Monday, November 9, 2009: 2:30 PM

Dana M. Sampson , National Institutes of Health, Office of Behavioral and Social Sciences Research, Bethesda, MD
Community-based participatory research (CBPR) is an applied collaborative approach that enables community residents to more actively participate in the total spectrum of research (from conception – design – conduct – analysis – interpretation – conclusions – communication of results) with a goal of influencing change in community health, systems, programs or policies. Community members and researchers partner to combine knowledge and action for social change to address often complex health problems and improve community health, particularly amongst disadvantaged populations. Academic/research and community partners collaborate to develop models and approaches to building communication, trust and capacity, with the final goal of increasing community participation in the research process. It is an orientation to research which equitably involves all partners in the research process and recognizes the unique strengths that each brings. CBPR is the most comprehensive approach along the spectrum of community research calling for full community engagement and participation intended to facilitate maximum impact and sustainability.

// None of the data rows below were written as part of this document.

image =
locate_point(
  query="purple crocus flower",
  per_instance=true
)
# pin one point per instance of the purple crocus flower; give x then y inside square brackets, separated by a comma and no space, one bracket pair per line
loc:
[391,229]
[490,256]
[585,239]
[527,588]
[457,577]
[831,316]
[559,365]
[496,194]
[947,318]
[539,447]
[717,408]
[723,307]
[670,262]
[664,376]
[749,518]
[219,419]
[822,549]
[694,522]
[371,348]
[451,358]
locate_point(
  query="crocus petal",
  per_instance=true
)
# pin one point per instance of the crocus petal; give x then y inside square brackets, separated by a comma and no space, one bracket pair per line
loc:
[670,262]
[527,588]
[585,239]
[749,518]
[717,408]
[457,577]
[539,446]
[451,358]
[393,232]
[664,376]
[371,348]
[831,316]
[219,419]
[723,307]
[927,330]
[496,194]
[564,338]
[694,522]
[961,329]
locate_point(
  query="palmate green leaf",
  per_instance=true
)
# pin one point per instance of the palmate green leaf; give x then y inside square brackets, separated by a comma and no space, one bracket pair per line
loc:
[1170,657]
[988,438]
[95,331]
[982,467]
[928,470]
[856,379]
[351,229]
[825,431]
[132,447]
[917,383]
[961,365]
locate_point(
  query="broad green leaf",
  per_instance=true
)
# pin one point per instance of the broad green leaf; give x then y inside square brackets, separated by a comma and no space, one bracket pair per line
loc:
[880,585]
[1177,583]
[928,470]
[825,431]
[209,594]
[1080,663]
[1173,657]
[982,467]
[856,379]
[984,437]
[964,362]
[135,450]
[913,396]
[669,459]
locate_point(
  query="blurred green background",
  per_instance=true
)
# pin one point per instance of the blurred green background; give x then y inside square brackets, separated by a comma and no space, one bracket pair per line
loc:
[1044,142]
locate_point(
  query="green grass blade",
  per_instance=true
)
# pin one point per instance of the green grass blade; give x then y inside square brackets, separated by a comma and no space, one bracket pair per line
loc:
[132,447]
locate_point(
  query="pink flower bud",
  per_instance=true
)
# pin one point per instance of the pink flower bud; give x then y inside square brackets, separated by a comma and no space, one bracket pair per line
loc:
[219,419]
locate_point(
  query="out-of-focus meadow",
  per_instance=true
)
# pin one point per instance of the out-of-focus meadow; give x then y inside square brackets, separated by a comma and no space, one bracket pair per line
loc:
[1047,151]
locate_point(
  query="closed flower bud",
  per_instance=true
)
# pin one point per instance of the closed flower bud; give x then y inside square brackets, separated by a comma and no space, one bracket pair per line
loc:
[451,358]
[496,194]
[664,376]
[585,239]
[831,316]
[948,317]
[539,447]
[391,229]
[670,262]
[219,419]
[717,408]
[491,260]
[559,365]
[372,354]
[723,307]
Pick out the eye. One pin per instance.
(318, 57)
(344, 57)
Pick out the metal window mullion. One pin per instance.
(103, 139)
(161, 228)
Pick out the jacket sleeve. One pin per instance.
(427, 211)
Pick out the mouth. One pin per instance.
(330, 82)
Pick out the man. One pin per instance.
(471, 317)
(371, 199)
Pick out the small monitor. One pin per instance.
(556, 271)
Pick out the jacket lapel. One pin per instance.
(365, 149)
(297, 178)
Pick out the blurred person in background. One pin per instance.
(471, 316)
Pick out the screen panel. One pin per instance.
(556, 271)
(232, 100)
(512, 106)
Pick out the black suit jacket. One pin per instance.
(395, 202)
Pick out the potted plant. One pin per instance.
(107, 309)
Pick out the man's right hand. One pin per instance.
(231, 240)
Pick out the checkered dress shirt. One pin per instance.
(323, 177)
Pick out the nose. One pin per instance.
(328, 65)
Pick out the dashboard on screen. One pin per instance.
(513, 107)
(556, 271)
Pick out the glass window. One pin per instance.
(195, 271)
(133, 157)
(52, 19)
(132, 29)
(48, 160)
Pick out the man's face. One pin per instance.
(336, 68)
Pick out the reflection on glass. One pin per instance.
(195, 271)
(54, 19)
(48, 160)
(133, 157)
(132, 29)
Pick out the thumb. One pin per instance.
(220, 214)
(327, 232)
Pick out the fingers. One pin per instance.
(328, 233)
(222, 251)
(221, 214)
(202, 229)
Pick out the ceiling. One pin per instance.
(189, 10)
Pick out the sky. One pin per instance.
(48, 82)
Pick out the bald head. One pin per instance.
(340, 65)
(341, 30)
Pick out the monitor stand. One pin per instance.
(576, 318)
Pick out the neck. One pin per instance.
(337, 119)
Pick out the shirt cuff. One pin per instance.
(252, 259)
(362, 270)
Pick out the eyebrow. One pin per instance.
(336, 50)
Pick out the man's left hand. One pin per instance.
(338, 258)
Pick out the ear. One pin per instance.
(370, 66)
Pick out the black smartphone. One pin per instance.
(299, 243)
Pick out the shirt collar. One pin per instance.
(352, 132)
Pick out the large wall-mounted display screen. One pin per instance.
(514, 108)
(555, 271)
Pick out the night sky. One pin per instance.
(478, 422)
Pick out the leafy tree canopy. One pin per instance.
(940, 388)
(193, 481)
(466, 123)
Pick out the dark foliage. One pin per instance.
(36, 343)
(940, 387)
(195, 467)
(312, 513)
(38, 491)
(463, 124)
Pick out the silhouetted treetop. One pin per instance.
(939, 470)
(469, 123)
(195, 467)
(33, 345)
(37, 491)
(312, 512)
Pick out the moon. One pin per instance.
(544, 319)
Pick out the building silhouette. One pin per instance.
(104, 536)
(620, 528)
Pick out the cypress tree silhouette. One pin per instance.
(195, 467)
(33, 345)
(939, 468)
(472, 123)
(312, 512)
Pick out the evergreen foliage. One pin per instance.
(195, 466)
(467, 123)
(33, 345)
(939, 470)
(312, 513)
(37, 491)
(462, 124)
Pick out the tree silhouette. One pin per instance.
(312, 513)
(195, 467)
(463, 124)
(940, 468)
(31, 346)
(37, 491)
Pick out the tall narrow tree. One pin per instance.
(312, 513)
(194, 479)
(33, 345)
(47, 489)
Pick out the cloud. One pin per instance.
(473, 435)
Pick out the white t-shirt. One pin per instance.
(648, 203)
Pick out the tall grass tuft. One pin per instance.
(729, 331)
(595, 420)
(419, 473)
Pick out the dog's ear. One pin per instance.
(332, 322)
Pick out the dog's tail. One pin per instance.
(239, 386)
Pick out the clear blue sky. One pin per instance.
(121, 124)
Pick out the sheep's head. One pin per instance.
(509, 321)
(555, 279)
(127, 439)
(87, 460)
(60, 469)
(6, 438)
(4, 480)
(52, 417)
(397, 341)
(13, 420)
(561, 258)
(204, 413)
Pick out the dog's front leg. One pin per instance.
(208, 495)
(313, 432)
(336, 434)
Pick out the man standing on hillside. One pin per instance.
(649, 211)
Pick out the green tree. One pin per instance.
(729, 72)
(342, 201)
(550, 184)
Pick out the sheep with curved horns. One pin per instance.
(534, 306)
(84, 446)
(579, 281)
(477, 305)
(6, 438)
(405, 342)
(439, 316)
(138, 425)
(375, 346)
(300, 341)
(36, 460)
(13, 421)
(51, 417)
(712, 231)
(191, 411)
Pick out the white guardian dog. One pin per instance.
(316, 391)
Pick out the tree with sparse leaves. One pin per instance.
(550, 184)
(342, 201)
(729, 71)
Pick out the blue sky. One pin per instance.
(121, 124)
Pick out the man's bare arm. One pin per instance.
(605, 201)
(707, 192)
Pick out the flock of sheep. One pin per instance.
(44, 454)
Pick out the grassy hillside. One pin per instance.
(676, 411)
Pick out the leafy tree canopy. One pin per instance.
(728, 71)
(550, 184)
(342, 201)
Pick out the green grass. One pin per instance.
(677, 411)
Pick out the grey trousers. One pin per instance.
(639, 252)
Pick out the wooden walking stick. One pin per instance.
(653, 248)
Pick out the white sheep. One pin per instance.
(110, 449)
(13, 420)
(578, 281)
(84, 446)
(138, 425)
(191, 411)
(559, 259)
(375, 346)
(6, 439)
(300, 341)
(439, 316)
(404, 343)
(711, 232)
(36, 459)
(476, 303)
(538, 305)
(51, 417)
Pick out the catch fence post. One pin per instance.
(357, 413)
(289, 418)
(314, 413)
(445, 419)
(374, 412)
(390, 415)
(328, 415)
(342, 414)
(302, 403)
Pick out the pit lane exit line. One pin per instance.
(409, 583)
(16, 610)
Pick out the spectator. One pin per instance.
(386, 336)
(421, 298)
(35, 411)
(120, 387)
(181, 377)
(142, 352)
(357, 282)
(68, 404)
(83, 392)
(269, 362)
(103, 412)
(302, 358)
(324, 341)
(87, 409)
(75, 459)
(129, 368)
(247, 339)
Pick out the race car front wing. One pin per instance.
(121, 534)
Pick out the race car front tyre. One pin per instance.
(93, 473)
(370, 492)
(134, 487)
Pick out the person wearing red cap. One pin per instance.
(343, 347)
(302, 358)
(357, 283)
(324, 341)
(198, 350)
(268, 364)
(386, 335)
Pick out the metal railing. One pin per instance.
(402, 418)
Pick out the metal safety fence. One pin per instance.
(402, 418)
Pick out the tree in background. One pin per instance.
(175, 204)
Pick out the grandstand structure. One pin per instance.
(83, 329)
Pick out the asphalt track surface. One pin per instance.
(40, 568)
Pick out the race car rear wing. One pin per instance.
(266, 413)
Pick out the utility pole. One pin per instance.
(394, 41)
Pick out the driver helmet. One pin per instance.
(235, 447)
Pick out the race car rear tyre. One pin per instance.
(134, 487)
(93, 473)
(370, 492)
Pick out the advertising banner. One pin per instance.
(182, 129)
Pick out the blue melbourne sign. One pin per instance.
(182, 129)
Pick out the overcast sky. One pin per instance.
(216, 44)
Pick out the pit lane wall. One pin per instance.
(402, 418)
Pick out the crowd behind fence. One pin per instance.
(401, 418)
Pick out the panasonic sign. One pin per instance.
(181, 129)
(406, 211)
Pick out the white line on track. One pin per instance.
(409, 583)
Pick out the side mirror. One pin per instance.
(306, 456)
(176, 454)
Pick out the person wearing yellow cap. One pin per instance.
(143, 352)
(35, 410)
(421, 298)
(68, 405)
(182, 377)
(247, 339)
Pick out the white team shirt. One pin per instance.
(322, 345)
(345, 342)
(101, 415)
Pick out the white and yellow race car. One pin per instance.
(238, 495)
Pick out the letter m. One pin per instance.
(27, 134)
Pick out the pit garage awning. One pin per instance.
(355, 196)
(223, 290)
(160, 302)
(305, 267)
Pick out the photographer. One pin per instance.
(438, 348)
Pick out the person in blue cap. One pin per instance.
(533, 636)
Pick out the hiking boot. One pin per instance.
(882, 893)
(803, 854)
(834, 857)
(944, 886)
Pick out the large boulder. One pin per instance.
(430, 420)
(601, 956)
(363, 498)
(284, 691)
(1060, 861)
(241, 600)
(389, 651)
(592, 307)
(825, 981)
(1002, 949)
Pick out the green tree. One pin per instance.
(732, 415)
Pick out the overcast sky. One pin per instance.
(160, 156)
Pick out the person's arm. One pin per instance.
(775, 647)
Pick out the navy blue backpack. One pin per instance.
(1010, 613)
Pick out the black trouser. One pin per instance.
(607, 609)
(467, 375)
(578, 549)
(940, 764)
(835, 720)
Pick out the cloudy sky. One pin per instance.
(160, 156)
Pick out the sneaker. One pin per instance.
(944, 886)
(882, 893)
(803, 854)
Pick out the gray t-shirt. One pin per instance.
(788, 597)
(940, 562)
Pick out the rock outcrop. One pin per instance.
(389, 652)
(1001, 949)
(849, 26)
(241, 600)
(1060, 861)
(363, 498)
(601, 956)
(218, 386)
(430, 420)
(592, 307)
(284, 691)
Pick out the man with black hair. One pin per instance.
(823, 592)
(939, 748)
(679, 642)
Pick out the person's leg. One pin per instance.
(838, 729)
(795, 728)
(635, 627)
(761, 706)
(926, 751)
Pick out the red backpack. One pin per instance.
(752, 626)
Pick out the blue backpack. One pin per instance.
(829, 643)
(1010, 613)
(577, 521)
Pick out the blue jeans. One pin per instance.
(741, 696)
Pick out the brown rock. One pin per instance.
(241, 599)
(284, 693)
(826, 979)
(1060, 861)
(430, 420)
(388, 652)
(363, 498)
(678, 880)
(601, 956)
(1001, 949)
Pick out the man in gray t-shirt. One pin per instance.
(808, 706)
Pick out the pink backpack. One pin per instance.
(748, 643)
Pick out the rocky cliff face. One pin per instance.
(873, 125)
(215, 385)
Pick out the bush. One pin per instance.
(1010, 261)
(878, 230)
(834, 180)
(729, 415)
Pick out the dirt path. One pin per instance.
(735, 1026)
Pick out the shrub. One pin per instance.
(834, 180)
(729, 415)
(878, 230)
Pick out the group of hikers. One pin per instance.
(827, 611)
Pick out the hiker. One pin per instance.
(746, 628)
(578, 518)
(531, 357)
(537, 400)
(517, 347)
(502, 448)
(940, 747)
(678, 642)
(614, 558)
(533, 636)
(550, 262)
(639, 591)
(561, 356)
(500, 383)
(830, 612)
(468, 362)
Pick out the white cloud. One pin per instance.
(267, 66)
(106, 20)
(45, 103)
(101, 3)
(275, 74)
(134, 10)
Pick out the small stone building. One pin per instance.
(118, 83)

Increasingly, CBPR is regarded as an alternative research paradigm which integrates education and social action aimed at improving health. Recent case studies and evaluation efforts have proven CBPR to be an effective tool for generating enhanced health outcomes particularly in the areas of health promotion, disease prevention and health disparities research. As such, the National Institutes of Health increasingly supports CBPR approaches and progressively solicits relevant research projects through funding opportunity announcements.

Learning Objectives:
Define CBPR, explain its approaches, and differentiate between other forms of community research. Discuss CBPR’s advantages and challenges. Identify support and funding resources for CBPR.

Presenting author's disclosure statement:

Qualified on the content I am responsible for because: I am a CBPR program official at NIH and have made multiple presentations on CBPR at various local, national and international scientific meetings involving public health.
Any relevant financial relationships? No

I agree to comply with the American Public Health Association Conflict of Interest and Commercial Support Guidelines, and to disclose to the participants any off-label or experimental uses of a commercial product or service discussed in my presentation.